Published: December 16, 2009

Applies To: Forefront Client Security

To ensure your ability to properly preserve and restore your Client Security environment, you should back up several key databases in SQL Server:

  • Collection database (or OnePoint database)

  • Reporting database (or SystemCenterReporting database)

  • SQL Server reporting database (ReportServer)

  • Master and MSDB SQL Server system databases

If there are established guidelines and procedures for backing up databases in your organization, then follow those guidelines and procedures to back them up.

noteNote:
ReportServerTempDB contains temporary data and does not need to be backed up.

MOM databases

The most important databases to back up are the collection database (or OnePoint database) and the reporting database (or SystemCenterReporting database).

The collection database is the MOM operational database. This database contains data vital to your Client Security deployment, including:

  • Most Client Security and MOM environment configuration settings

  • Client Security polices

  • Client Security and MOM agent information

  • Management packs with customizations

  • Operations data that has not been archived to the reporting database

The collection database is constantly being written to and read from, so you must back up the database regularly to preserve the latest information about your Client Security environment. Failure of this database requires the rebuilding of your collection server components and may result in the loss of almost all MOM-specific data. Your backup plans should include the collection database at a minimum.

The reporting database (or SystemCenterReporting database) holds all of the archived operational data collected by MOM and Client Security. This data is used by SQL Server Reporting Services to create and present the reports provided by Client Security. This data is important for trend analysis, performance tracking, and many other IT analysis tasks. Because this database can grow to a very large size over time, backing it up can take longer than it takes for the operational database.

By default, the reporting database is updated daily, so backing up the database more than once each day would not have any additional benefit.
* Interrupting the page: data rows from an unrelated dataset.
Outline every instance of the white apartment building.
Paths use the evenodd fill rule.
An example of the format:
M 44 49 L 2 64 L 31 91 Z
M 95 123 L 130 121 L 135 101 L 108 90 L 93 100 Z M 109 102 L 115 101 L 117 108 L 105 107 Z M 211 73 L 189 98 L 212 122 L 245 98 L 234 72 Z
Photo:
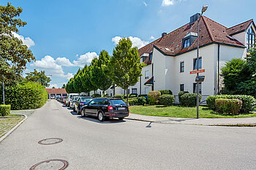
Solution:
M 147 65 L 139 81 L 129 88 L 129 93 L 147 94 L 150 90 L 170 90 L 173 95 L 187 90 L 196 93 L 197 25 L 200 14 L 176 30 L 139 49 L 140 62 Z M 200 83 L 203 96 L 215 95 L 223 88 L 220 69 L 234 58 L 244 58 L 255 44 L 256 27 L 253 20 L 227 28 L 207 17 L 199 21 L 199 69 L 205 72 Z M 110 96 L 125 94 L 124 89 L 111 87 Z

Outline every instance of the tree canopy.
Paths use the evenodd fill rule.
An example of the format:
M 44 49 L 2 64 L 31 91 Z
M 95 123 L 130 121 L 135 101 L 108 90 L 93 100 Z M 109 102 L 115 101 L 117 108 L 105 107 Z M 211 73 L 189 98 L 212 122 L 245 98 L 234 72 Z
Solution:
M 17 80 L 26 69 L 28 62 L 34 61 L 31 51 L 22 41 L 14 37 L 12 32 L 19 33 L 18 28 L 26 23 L 17 18 L 23 9 L 7 3 L 0 5 L 0 80 L 12 82 Z
M 26 74 L 27 74 L 26 79 L 28 81 L 37 82 L 45 87 L 48 87 L 50 85 L 48 83 L 51 80 L 50 77 L 45 75 L 45 71 L 38 72 L 37 70 L 34 69 L 34 72 L 26 73 Z

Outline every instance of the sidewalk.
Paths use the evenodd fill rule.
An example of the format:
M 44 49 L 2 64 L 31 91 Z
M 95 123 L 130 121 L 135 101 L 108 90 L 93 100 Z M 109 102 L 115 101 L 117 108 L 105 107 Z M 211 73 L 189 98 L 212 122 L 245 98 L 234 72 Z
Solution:
M 168 124 L 224 125 L 240 124 L 256 124 L 256 117 L 239 118 L 183 118 L 140 115 L 130 113 L 126 119 Z

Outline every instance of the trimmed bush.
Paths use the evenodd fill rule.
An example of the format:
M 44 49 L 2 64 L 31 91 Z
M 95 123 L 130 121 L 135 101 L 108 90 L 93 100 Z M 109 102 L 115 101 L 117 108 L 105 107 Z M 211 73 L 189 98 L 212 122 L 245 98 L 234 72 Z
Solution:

Both the collection and reporting databases use the Simple Recovery model by default. This model disallows the possibility of recovering either database to the point of failure. In the event of failure, you would restore the database to the last full or differential database backup that you created.

To back up these databases, it is recommended that you create a database maintenance plan in SQL Server. A maintenance plan will allow you to schedule backups at regular intervals to suit the needs of your organization. For more information about creating maintenance plans, see Maintenance Plan Wizard in SQL Server 2005 Books Online (http://go.microsoft.com/fwlink/?LinkId=87339).

For more information about backing up MOM databases, see Backup and Restore in the MOM 2005 Operations Guide (http://go.microsoft.com/fwlink/?LinkId=87340).

SQL Server reporting database

The SQL Server reporting database stores report definitions, report metadata, cached reports, and snapshots. This information is updated as administrators manage report definitions. For example, information is updated when an administrator defines new reports or changes the definitions of existing reports.

Master and MSDB databases

The Master database is a system database that records all of the system-level information for a SQL Server system, including the location of the database files. It also records all logon accounts and system configuration settings.

The MSDB database is a SQL Server system database, which is used by the SQL Server Agent to schedule jobs and alerts and for recording operators. This database contains task schedules that are vital to the health of the collection database.

The proper functionality of the Master and MSDB databases is key to the operation of all the databases in a SQL Server instance. You should back up these databases after you first configure Client Security and each time you make a system configuration change or task scheduling change.